Apple Developer community,
I recently updated Xcode and Core ML from version 13.0.1 to 14.1.2 and am facing an issue with the MLOneHotEncoder in my Core ML classifier. The same code and data that worked fine in the previous version now throw an error during predictions. The error message is:
MLOneHotEncoder: unknown category String [TERM] expected one of
This seems to suggest that the MLOneHotEncoder is not handling unknown strings, as it did in the previous version. Here's a brief overview of my situation:
- Core ML Model: The model is a classifier that uses MLOneHotEncoder for processing categorical data.
- Data: The same dataset is used for training and predictions, which worked fine before the update.
- Error Context: The error occurs at the prediction stage, not during training.
I have checked for data consistency and confirmed that the dataset is the same as used with the previous version.
Here are my questions:
- Has there been a change in how MLOneHotEncoder handles unknown categories in Core ML version 14.1.2?
- Are there any recommended practices for handling unknown string categories with MLOneHotEncoder in the updated Core ML version?
- Is there a need to modify the model training code or data preprocessing steps to accommodate changes in the new Core ML version?
I would appreciate any insights or suggestions on how to resolve this issue. If additional information is needed, I am happy to provide it.

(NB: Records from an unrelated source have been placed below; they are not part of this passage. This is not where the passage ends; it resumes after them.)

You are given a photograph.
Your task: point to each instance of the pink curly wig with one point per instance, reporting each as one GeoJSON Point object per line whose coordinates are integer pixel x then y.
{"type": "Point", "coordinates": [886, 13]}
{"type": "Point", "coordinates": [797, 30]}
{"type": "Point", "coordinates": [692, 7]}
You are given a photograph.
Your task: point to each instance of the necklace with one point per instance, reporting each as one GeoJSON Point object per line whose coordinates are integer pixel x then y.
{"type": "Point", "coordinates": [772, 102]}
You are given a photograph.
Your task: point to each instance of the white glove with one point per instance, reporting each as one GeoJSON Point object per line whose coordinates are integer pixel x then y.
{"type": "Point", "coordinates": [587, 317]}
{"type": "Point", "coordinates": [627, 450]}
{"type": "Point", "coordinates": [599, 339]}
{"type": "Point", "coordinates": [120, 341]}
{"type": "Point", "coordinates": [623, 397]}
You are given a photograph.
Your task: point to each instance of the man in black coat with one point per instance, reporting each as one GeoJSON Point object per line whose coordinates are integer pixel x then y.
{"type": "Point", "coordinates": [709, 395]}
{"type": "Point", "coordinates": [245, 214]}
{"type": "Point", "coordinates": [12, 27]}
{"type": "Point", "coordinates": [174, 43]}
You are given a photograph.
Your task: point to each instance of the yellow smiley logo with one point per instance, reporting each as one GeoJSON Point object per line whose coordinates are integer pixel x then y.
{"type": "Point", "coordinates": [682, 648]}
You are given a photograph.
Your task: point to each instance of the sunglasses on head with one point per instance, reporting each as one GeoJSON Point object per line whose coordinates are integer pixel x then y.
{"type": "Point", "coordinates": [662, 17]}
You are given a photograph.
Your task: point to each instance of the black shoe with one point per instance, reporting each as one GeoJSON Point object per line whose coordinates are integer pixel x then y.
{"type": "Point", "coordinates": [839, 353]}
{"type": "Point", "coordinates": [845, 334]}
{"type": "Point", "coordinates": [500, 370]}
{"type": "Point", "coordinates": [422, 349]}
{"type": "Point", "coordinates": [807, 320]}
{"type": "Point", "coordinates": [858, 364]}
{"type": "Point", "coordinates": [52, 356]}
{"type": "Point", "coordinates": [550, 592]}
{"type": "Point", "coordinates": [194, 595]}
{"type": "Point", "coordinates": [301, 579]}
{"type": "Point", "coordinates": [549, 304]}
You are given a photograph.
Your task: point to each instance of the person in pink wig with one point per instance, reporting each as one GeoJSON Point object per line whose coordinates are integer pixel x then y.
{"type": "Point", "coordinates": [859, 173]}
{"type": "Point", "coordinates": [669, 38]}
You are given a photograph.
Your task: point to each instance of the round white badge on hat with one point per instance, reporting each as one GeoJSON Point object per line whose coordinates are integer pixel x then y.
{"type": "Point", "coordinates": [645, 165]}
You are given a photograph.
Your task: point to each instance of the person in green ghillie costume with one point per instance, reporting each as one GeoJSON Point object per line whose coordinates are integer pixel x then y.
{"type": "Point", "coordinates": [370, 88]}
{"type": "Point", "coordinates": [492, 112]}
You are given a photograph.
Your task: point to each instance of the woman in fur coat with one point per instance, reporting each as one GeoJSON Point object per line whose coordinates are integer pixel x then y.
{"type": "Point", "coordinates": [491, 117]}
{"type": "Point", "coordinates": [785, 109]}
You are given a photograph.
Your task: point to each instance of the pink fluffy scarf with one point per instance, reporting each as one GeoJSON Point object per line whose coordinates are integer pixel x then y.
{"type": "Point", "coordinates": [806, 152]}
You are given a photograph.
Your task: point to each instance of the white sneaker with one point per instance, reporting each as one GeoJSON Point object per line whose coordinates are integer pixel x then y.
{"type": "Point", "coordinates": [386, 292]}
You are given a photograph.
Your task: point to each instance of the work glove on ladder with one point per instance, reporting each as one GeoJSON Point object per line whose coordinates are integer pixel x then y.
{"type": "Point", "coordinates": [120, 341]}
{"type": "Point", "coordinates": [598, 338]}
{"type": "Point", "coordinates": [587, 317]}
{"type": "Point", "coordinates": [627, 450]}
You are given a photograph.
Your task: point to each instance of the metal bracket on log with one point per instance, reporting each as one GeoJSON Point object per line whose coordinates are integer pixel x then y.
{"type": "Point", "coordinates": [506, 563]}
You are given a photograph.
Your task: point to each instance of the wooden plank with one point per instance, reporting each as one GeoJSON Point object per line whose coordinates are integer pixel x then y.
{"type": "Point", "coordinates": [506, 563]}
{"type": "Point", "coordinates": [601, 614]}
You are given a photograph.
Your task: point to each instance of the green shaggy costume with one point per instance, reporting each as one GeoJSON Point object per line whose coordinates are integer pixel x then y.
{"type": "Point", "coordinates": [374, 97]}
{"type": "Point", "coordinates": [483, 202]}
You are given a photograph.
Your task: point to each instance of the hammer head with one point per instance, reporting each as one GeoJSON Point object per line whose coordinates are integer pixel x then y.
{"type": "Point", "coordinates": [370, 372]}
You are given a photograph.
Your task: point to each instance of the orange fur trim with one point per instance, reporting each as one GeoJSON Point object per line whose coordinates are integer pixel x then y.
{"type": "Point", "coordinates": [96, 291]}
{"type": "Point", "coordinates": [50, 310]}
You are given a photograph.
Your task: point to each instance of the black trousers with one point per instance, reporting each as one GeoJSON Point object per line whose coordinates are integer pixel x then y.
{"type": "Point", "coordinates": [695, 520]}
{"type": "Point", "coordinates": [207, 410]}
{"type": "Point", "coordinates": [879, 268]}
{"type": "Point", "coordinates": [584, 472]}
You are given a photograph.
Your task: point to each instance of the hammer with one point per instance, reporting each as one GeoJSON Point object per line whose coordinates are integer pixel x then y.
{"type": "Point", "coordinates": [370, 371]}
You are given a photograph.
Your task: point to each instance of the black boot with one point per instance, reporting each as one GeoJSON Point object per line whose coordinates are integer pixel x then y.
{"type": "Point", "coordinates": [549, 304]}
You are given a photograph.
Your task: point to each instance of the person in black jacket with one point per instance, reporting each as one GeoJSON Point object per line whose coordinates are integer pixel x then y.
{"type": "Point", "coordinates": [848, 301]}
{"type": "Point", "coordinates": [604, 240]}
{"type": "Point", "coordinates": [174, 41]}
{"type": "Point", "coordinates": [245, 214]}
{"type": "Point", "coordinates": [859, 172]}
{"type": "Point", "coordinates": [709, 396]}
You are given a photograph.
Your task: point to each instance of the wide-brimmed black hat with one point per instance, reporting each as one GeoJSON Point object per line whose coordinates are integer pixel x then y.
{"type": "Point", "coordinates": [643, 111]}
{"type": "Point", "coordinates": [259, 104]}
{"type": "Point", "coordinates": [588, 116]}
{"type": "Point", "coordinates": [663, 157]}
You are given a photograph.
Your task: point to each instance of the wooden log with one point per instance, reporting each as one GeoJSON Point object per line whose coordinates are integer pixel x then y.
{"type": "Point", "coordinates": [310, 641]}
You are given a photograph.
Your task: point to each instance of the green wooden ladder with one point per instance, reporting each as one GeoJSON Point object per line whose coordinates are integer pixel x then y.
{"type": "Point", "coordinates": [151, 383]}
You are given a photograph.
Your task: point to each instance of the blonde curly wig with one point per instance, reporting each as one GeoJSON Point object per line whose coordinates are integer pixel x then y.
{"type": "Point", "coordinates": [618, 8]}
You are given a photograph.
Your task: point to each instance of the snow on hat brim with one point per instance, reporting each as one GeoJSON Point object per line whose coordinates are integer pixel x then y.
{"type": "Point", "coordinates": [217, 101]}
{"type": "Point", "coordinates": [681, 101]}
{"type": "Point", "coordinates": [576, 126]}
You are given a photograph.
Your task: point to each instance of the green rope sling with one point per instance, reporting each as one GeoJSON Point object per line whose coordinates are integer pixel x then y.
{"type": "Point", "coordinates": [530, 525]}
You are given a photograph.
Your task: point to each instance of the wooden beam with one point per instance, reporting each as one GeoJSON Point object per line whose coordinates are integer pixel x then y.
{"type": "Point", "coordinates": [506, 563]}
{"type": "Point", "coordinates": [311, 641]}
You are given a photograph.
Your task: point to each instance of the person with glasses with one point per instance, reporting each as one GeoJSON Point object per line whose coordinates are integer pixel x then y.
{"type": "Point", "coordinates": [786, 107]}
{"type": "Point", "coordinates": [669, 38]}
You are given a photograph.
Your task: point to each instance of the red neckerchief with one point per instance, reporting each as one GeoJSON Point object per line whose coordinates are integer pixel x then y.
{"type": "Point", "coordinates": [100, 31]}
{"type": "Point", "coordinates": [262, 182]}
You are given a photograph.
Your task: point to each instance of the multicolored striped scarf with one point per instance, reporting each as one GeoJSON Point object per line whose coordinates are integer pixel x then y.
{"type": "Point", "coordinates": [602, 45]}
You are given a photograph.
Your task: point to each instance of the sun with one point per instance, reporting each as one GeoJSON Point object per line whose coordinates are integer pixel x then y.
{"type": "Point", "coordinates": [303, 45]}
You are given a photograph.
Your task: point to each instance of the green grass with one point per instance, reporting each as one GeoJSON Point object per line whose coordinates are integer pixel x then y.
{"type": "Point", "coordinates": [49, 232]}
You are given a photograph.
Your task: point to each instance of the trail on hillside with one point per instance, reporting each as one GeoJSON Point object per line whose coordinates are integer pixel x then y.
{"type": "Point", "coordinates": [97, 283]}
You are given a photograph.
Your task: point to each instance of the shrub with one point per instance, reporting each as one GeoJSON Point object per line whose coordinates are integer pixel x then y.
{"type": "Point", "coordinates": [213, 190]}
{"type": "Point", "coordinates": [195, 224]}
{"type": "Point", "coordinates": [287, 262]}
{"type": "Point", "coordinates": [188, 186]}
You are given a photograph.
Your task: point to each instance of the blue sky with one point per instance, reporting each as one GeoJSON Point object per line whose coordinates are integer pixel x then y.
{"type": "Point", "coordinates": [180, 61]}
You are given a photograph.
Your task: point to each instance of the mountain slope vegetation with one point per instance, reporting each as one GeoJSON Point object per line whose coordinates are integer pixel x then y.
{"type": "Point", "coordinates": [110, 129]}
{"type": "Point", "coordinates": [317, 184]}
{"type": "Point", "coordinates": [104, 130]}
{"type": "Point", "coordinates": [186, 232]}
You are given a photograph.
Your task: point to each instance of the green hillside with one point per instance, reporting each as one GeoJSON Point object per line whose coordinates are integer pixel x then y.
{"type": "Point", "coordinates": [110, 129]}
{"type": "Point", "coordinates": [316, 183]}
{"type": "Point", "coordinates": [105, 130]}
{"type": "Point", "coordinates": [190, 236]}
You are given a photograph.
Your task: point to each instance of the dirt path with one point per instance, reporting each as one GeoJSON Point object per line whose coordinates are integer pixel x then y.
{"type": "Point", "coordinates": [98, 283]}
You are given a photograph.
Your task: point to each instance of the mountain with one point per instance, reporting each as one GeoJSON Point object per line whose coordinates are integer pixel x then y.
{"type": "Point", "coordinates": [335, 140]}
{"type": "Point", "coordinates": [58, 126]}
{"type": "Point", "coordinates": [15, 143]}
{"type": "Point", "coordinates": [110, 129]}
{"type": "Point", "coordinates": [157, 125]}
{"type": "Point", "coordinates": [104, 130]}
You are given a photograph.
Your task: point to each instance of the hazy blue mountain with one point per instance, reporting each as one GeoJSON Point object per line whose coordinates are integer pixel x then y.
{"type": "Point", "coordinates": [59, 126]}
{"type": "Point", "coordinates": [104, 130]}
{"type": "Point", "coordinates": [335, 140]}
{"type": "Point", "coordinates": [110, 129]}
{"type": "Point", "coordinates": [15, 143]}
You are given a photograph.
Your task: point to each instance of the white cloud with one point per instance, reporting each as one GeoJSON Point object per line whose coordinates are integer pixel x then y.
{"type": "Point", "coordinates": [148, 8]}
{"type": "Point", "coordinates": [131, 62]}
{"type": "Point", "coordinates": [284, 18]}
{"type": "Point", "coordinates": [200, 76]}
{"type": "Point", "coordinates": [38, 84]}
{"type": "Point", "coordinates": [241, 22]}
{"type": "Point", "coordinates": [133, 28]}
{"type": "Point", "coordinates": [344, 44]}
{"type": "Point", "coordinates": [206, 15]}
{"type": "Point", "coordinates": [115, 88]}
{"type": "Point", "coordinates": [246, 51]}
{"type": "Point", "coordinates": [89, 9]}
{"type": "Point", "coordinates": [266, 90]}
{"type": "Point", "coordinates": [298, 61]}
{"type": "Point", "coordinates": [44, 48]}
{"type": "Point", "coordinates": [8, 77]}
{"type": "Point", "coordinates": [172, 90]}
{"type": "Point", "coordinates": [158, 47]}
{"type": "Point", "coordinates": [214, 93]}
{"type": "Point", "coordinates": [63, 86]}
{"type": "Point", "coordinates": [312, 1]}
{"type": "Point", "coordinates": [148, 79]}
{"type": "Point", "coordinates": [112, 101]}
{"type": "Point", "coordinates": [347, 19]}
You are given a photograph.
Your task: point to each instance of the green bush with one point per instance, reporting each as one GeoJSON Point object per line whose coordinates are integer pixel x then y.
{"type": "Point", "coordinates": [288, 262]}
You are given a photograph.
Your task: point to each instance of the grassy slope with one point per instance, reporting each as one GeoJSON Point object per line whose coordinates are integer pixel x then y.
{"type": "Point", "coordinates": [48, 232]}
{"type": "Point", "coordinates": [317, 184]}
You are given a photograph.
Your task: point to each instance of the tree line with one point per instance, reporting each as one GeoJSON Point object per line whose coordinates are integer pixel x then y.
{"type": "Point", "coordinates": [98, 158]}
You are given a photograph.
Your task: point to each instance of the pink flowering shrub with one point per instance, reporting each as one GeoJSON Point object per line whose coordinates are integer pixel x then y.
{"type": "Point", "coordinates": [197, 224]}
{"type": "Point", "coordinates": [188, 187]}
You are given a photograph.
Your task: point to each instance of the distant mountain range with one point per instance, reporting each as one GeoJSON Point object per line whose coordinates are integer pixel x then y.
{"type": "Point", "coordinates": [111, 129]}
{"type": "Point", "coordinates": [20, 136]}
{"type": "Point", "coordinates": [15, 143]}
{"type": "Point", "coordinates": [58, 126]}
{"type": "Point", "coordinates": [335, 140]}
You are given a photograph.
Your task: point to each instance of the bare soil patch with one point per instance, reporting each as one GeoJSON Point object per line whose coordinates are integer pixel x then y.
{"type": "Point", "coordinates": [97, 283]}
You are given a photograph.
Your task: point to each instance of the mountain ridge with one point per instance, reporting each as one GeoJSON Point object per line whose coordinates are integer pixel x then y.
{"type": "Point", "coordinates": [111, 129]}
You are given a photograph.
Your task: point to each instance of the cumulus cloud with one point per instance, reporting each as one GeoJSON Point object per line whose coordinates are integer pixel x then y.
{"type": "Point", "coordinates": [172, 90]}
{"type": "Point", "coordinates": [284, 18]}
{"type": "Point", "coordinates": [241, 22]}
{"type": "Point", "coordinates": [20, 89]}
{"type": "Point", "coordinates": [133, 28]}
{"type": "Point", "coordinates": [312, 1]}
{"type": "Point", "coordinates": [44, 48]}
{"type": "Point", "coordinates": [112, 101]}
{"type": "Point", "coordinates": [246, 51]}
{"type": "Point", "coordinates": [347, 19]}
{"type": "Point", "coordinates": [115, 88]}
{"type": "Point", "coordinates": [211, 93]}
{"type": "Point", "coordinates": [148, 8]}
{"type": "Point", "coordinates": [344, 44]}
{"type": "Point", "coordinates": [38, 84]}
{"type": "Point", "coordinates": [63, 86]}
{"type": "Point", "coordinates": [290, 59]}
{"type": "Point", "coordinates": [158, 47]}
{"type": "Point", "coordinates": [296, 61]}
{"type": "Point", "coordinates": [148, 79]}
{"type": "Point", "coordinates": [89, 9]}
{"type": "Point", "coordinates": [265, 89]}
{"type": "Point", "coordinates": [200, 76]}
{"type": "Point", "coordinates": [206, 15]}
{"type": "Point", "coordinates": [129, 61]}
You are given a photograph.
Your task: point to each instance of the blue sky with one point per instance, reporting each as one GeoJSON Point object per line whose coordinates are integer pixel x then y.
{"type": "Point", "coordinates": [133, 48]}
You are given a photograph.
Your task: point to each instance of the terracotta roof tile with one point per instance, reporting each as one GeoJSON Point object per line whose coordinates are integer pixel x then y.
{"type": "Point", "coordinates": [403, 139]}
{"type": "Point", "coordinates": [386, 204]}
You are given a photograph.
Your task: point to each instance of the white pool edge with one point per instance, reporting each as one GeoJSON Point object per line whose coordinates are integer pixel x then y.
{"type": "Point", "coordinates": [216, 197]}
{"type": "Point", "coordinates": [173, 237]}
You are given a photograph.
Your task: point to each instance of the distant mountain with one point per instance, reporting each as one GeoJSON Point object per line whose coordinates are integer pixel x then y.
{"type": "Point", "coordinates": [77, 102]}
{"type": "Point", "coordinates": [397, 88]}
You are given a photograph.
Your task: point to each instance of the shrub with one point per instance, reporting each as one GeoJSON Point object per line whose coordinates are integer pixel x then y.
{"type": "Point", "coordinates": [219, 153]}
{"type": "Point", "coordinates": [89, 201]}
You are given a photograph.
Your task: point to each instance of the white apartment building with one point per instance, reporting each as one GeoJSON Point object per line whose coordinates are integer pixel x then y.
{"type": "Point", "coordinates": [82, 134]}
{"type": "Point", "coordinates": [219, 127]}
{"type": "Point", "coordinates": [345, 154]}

Thank you for your assistance!
Hi Simon, thanks for writing. The expected behavior for a model with a one hot encoder trained in CreateML on an unknown category is that an error is thrown. Here is a reference guide for OneHotEncoder in CoreML. Within CoreML, you can set the enum HandleUnknown
to either ErrorOnUnknown
(expected behavior) or IgnoreUnknown
. There's arguments for both approaches, and a lot of it depends on the data you have and the model you're trying to train. A version of CreateML on a previous OS ignored unknown values, and so using the same data to train a new model on a newer OS might produce the result you're seeing.
If you're using the exact same data set for training and predictions, this shouldn't be an issue, because all of the categorical values found in the data being used for predictions should be present while training. Would you mind sharing the dataset (or a small portion of it that reproduces the issue) if you feel comfortable, so that we can help isolate what's causing the error? Thanks!